Tornavo con la squadra dal ritiro di Asiago, sulla tangenziale di Bologna il pullman si fermò perché la polizia bloccava la strada. Ci affacciammo e vedemmo la stazione sventrata. Il fumo, le ambulanze, le sirene della polizia. Poco dopo con la squadra partecipammo in massa al funerale, faceva un caldo insopportabile la gente piangeva di quel giorno ricordo soprattutto il silenzio. Eravamo ragazzi, non sapevamo cosa significasse guerra. A funerale concluso risalimmo sul pullman della squadra e il nostro allenatore Gigi Radice si accorse che quattro giocatori senza avvertire nessuno si erano sottratti all’impegno di esserci.
Come reagì Radice?
Si incazzò come una bestia, cominciò ad urlare e ci disse: che se chi aveva dimostrato un senso civico così scarso non avrebbe saputo neanche giocare a calcio. Era la prima volta che lo sentivo urlare, non sarebbe stata l’ultima ma capii quel giorno di che pasta fosse fatto l’uomo. Sono nato a Bologna, ho giocato in rossoblù, la maglia dei miei sogni e poi avuto la fortuna di tornare in tarda età. Quella ferita, la ferita del 2 agosto 1980 è come un rumore che non è più andato via. Ricordare è basilare non dimenticare è essenziale. • “PROVE CERTE, IL RESTO È FANTASIA” (Libero Mancuso) - Ex pubblico ministero, si è occupato, a partire dal 1984, dell’istruttoria relativa alla strage di Bologna del 2 agosto 1980.
Si ricorda quel giorno?
Ero in campeggio in Sardegna. Ci riunimmo tutti intorno a un televisore. Ci volle poco per capire che si era di fronte al più grave attentato della storia repubblicana.
Quando cominciò ad occuparsene?
Nel 1983. A Bologna l’aria era pessima, c’era grande tensione e confusione in Procura. Mi fu assegnato un filone secondario, su alcuni neofascisti veneziani. Intercettammo Amos Spiazzi, un golpista a tempo pieno e fu la svolta. Vien da dire che con la legge sulle intercettazioni non saremmo mai partiti.

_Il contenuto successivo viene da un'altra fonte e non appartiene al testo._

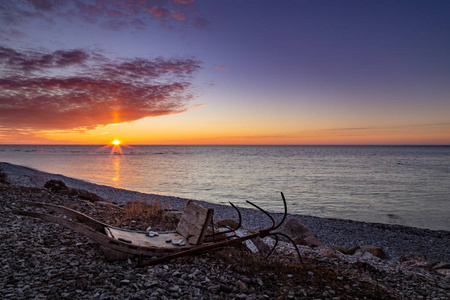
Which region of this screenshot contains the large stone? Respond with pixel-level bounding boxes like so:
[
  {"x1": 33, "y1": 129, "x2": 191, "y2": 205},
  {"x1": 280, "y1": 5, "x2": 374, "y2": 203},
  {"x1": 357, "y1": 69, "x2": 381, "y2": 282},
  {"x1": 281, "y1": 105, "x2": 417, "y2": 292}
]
[
  {"x1": 70, "y1": 189, "x2": 105, "y2": 202},
  {"x1": 333, "y1": 246, "x2": 347, "y2": 254},
  {"x1": 281, "y1": 219, "x2": 314, "y2": 238},
  {"x1": 359, "y1": 246, "x2": 388, "y2": 259},
  {"x1": 44, "y1": 179, "x2": 70, "y2": 192},
  {"x1": 304, "y1": 235, "x2": 323, "y2": 247},
  {"x1": 98, "y1": 245, "x2": 133, "y2": 261},
  {"x1": 216, "y1": 219, "x2": 239, "y2": 229}
]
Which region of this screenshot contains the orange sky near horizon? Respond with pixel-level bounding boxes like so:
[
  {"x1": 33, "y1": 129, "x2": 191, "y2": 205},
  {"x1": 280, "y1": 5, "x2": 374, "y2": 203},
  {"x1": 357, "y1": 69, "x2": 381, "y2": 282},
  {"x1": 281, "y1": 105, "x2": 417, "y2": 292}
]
[{"x1": 0, "y1": 0, "x2": 450, "y2": 145}]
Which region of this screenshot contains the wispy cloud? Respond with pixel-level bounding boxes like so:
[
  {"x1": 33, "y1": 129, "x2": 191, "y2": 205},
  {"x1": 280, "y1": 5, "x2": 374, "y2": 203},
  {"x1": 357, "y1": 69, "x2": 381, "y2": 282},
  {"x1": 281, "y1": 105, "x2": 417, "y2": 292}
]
[
  {"x1": 0, "y1": 0, "x2": 209, "y2": 34},
  {"x1": 0, "y1": 47, "x2": 200, "y2": 131},
  {"x1": 215, "y1": 66, "x2": 228, "y2": 71}
]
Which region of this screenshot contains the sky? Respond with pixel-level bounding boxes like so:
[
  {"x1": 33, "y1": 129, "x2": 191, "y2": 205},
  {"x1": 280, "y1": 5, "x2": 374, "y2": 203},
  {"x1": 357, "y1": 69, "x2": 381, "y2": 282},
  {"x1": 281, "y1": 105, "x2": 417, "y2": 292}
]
[{"x1": 0, "y1": 0, "x2": 450, "y2": 145}]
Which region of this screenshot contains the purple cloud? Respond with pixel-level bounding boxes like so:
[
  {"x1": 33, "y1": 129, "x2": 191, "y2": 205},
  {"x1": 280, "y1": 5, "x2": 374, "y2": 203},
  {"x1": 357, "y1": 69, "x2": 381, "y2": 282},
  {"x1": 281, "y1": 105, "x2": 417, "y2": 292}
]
[
  {"x1": 192, "y1": 18, "x2": 209, "y2": 29},
  {"x1": 0, "y1": 0, "x2": 209, "y2": 36},
  {"x1": 0, "y1": 47, "x2": 200, "y2": 131}
]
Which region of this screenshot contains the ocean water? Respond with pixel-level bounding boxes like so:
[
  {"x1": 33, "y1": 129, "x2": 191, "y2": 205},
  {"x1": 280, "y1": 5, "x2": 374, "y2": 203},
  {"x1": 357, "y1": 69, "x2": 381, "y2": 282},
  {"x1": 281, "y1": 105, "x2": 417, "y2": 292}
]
[{"x1": 0, "y1": 145, "x2": 450, "y2": 230}]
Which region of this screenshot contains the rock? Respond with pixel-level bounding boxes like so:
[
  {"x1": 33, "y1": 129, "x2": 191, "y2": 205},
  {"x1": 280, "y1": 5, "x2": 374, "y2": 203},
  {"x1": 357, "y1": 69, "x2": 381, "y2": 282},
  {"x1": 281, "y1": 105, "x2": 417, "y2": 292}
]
[
  {"x1": 280, "y1": 219, "x2": 314, "y2": 238},
  {"x1": 236, "y1": 280, "x2": 248, "y2": 293},
  {"x1": 292, "y1": 236, "x2": 308, "y2": 246},
  {"x1": 69, "y1": 189, "x2": 105, "y2": 202},
  {"x1": 359, "y1": 246, "x2": 388, "y2": 259},
  {"x1": 433, "y1": 262, "x2": 450, "y2": 270},
  {"x1": 400, "y1": 253, "x2": 427, "y2": 262},
  {"x1": 216, "y1": 219, "x2": 239, "y2": 229},
  {"x1": 332, "y1": 246, "x2": 348, "y2": 254},
  {"x1": 44, "y1": 179, "x2": 70, "y2": 192},
  {"x1": 98, "y1": 245, "x2": 133, "y2": 261},
  {"x1": 320, "y1": 249, "x2": 339, "y2": 258},
  {"x1": 304, "y1": 235, "x2": 323, "y2": 247},
  {"x1": 251, "y1": 237, "x2": 272, "y2": 254}
]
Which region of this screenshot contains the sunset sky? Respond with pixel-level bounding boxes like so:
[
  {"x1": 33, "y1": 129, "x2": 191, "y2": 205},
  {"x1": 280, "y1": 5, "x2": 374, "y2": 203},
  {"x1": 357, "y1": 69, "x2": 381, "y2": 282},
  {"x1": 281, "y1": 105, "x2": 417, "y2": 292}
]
[{"x1": 0, "y1": 0, "x2": 450, "y2": 144}]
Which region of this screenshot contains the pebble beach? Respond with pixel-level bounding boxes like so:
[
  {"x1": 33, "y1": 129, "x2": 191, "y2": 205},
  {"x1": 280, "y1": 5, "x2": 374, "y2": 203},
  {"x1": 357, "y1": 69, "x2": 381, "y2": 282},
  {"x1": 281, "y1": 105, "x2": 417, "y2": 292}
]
[{"x1": 0, "y1": 163, "x2": 450, "y2": 299}]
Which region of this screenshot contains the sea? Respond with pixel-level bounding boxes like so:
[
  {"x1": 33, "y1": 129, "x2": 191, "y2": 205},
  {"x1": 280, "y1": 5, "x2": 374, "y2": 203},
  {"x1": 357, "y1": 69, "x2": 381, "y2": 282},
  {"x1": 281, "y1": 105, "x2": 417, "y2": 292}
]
[{"x1": 0, "y1": 145, "x2": 450, "y2": 231}]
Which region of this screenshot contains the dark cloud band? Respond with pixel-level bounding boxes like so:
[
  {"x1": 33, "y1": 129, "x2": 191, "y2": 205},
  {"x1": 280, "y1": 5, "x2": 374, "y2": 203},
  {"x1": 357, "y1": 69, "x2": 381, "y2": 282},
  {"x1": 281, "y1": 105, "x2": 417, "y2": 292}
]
[{"x1": 0, "y1": 47, "x2": 200, "y2": 130}]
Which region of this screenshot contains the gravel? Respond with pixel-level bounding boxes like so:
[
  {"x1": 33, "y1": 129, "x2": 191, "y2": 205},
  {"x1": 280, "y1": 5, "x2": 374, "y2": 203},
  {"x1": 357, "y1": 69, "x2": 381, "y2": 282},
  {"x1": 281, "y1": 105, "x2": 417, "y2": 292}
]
[{"x1": 0, "y1": 163, "x2": 450, "y2": 299}]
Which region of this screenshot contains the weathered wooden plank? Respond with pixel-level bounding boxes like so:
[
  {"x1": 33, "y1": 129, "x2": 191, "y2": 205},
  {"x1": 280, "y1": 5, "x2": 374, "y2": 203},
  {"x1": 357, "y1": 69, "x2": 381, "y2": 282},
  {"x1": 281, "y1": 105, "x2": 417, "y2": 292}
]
[{"x1": 176, "y1": 201, "x2": 212, "y2": 245}]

L’unica strage con degli esecutori materiali individuati, eppure c’è chi ha dubbi...
La cosa che mi sorprende è che si continuano a seguire piste fantasiose che puntualmente crollano, ma non si mettono mai in dubbio le prove che due sentenze della Corte di Cassazione hanno stabilito essere serie e fondate. Le ultime piste vengono dalla Stasi, ma non hanno trovato nulla. Ci hanno provato con la commissione Mitrokhin. I depistatori sono sempre in attività.
Sappiamo ancora ricordare?
È una ferita che non si può rimarginare. La manifestazione che si tiene ogni anno è la testimonianza dell’unità sui temi del rifiuto del terrorismo, della memoria antifascista e pacifista che deve essere mantenuta.